Cinq élèves du lycée technique de Lallange ont réalisé un court métrage pour dénoncer le harcèlement scolaire, inspiré d’une histoire vraie.
Ils s’appellent Kevin Veiga, Michel Dias, Alessia Sita, Alex Dos Santos et Joé Bonsang, et ont décidé d’agir contre le harcèlement scolaire. Comment ? En réalisant un court métrage pour dénoncer, sensibiliser et surtout, ouvrir le débat sur ce sujet complexe, tabou, qu’est le harcèlement.
Dans une salle du Kinepolis Kirchberg, la semaine dernière, leur film Agis a d’abord été diffusé. C’est un projet qui est né dans le lycée technique de Lallange. Il est mené par ce groupe de jeunes qui ont entre 19 et 20 ans et qui incarnent tous un personnage dans le petit film.
De l’écriture du script aux projections, ils ont tout organisé, et leur professeur n’en est pas peu fier. «Ce sont des jeunes sérieux, profondément empathiques et gentils.
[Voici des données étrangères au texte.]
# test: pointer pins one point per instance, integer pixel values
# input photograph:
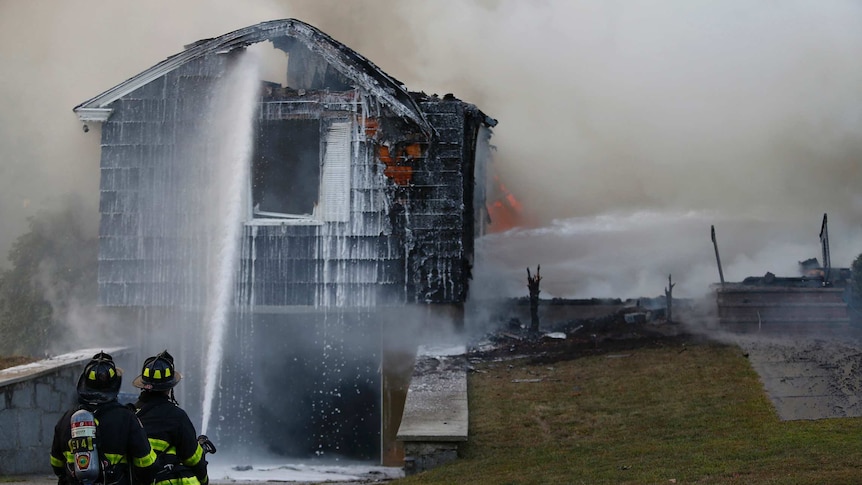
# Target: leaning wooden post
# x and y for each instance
(717, 258)
(533, 286)
(668, 294)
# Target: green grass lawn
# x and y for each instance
(681, 413)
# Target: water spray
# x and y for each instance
(234, 130)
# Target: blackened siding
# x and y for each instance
(147, 238)
(442, 206)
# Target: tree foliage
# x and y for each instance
(53, 266)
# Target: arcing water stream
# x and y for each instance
(233, 128)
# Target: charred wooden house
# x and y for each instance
(357, 197)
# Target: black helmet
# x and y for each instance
(100, 382)
(158, 373)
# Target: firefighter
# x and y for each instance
(171, 432)
(120, 450)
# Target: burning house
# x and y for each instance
(276, 229)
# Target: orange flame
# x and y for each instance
(504, 209)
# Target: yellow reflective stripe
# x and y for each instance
(114, 458)
(159, 445)
(179, 481)
(194, 459)
(146, 460)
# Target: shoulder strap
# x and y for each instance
(149, 406)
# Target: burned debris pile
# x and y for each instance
(580, 328)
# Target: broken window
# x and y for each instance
(296, 176)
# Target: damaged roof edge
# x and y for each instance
(347, 61)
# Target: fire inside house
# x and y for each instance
(283, 234)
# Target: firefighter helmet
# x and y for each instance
(100, 382)
(158, 373)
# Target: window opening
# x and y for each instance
(286, 168)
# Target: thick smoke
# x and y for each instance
(626, 128)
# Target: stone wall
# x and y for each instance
(35, 396)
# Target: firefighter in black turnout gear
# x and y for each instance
(169, 429)
(120, 453)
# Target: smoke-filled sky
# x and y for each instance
(627, 128)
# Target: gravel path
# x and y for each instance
(812, 375)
Ils ont travaillé dur pour ce projet, pendant plusieurs mois, même pendant les vacances scolaires ! Ils ont même fait un dossier pédagogique pour accompagner le film ! C’est du jamais vu !», raconte Isabelle Cisowski, professeur de droit et d’économie à l’initiative du projet. «Nous voulons que ce film marque, expliquent-ils en chœur. Nous allons tout faire pour que le film soit au maximum diffusé dans les établissements du pays.»
Mais quel est son fil conducteur ? Le court métrage raconte l’histoire d’Alex, élève de 12e, orphelin recueilli par sa tante, harcelé, insulté, violenté par ses camarades de classe. Il est rejoint par Kevin, le nouveau de la classe, également violenté pour avoir refusé de publier une vidéo humiliante d’Alex en guise de gage. Et les jeunes ont imaginé une fin tragique pour que le film marque les esprits.
«Un like, c’est du harcèlement»
La deuxième projection a été celle d’un film du réalisateur français Bourlem Guerdjou, Marion, 13 ans pour toujours, inspiré de l’histoire de Marion Fraisse, victime de harcèlement, désemparée au point d’en finir avec la vie à seulement 13 ans. Difficile donc pour l’assemblée de prendre la parole après ces deux films poignants, qui ont suscité beaucoup d’émotion dans la salle, jusqu’à provoquer la sortie de quelques-uns.
Mais à quoi servent ces visionnages ? «Dans les deux films, il est question de faire réagir le spectateur quant à l’impact qu’ont les réseaux sociaux sur le harcèlement, sur la façon dont la violence est décuplée avec leur utilisation. Il s’agit de mettre en lumière la nécessité d’agir pour empêcher le harcèlement. Ce n’est pas de la faute du harcelé s’il est dans cette situation, il faut bien que les victimes et les bourreaux le comprennent», explique Catherine Verdier, psychologue.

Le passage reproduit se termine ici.